In Brief July 1996

In Brief July 1996

July 1996

IN BRIEF

  • Shocked About Buyouts.
    Members of the House Government Reform and Oversight civil service subcommittee were shocked and dismayed when, at a recent hearing, auditors revealed that the majority of federal buyout takers were already eligible to retire. Subcommittee members are so disturbed they may put the kibosh on a Clinton Administration proposal to reinstate incentive payments for non-Defense agencies. Kind of makes you wonder why they said buyouts were retirement and resignation incentives in the first place.
  • GSA Gains 'Insite.'
    By Flag Day, June 14, all General Services Administration employees were to have access to the Internet and GSA's new intranet home page, 'Insite,' according to GSA Administrator David J. Barram. GSA Web surfers will be able to use the internal Web page to communicate and collaborate with each other, while their access to the Internet should improve customer service, says Barram.
  • Unqualified Success for ATF.
    This spring, the Treasury Department inspector general gave the Bureau of Alcohol, Tobacco and Firearms an "unqualified opinion"-the highest possible rating-on its financial audit of the agency.
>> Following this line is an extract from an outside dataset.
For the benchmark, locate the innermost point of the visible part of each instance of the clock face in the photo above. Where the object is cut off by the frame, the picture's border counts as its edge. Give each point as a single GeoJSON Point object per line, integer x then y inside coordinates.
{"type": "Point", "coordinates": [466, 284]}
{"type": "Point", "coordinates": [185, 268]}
ATF is the first Treasury agency to receive an unqualified audit, and one of only a handful of agencies that have ever achieved such a rating.
  • New Lease.
    General Services Administration officials announced in May that the agency would launch a new program, "Can't Beat GSA Leasing," to overhaul the government's $2.3 billion a year program for leasing federal office space. The idea, the agency says, is to free GSA employees from "cumbersome procedures, complicated forms, [and] duplicative management reviews."